The IETF-69 BOF status page <http://www3.tools.ietf.org/bof/trac/wiki>
says that the RSN BoF will not meet until the Vanvouver IETF, but
that the problem space will be presented in the Routing Area Working
Group meeting (17:40 Tuesday) or equivalent venue.

Has a venue for the RSN non-BOF discussion been established yet? It
doesn't seem to be on the current rtgwg agenda.
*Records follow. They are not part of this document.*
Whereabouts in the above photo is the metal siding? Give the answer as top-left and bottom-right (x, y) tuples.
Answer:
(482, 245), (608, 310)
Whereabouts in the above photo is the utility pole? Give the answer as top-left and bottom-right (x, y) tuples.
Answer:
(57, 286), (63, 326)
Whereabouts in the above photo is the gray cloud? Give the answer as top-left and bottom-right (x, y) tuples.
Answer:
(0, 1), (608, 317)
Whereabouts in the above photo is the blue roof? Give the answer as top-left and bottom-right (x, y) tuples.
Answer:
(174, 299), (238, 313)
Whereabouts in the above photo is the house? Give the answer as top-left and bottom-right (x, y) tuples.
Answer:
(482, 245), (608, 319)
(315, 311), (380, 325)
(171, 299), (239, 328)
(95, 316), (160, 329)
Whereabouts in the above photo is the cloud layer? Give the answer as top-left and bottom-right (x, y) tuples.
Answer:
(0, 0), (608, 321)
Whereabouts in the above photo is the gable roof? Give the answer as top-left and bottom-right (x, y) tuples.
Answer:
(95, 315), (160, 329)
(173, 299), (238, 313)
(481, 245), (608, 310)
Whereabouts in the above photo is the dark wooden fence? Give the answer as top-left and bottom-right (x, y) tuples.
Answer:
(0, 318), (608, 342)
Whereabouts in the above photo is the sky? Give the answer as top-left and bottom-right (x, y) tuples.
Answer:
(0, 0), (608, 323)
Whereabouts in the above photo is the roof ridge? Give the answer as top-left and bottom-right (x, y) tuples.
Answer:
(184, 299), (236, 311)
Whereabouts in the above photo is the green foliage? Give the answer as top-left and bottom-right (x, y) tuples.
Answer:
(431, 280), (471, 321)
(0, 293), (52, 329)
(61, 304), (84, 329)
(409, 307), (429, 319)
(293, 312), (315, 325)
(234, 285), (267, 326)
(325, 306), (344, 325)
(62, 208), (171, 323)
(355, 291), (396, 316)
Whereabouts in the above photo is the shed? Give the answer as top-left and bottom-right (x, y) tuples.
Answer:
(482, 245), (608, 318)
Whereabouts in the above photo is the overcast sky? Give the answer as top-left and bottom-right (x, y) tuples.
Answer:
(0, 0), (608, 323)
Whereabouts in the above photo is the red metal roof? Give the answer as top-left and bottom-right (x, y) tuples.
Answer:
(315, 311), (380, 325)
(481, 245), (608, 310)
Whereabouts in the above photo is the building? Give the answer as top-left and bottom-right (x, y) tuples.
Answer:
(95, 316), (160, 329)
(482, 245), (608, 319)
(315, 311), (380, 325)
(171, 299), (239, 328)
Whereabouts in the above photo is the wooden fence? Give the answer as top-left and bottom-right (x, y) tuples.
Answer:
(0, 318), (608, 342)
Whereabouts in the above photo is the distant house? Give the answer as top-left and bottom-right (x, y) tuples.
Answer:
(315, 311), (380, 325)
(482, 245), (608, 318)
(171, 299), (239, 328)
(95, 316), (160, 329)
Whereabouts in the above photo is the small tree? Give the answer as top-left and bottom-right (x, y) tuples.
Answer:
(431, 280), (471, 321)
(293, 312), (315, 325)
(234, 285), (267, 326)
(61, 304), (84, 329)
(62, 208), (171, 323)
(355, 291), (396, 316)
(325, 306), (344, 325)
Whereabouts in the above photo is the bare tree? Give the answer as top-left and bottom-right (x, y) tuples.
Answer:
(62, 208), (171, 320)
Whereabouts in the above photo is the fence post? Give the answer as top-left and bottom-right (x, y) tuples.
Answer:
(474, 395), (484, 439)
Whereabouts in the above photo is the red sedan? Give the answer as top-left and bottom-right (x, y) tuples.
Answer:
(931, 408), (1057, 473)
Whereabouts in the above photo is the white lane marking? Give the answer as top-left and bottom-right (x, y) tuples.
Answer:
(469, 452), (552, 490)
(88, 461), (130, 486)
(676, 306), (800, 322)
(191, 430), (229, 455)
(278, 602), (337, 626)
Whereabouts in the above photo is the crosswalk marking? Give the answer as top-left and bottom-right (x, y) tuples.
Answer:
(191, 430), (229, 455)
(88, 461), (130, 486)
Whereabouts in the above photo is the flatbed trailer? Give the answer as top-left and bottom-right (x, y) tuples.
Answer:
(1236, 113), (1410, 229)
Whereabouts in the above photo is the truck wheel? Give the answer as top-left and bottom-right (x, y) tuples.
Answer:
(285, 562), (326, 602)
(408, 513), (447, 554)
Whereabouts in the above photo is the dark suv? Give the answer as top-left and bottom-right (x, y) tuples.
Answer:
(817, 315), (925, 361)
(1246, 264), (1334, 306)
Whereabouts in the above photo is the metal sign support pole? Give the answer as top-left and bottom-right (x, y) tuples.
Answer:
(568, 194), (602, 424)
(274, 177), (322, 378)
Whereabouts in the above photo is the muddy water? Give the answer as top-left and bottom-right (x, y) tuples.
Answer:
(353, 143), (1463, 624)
This discussion, where ever it occurs, may be an excellent opportunity
(although not the only one) to discuss whether separate link-local and
network routing protocols are likely to be required for low-power
wireless networks.

My [current] view is that link-local and network routing protocols
adapted to low-power wireless network have a lot more in common than
they do differences.  They seem to share a lot of hard problems (e.g.,
support for a class of nodes that is severely resource constrained,
support for nodes that sleep most of the time, the lack of an efficient
link-wide multicast/broadcast capability, etc.).  In contrast, the
scope of the routing protocol (link-local versus network-wide) seems
like a comparatively minor variation, even if the link-local version
ends up using link-layer addresses (of course, I continue to argue
that in 6lowpan networks the mapping between link-layer addresses
and network-addresses should be trivial, which would seem to
moot this argument).

At any rate, at this time I am strongly opposed any of the two, largely
independent efforts to develop/adapt a routing protocol for low-power wireless networks (6lowpan and rsn) being described as standards-track.
I believe that both of these efforts should be classified as
"experimental" until either they are converged, or a strong case has
been made that two, independent routing protocols are really required.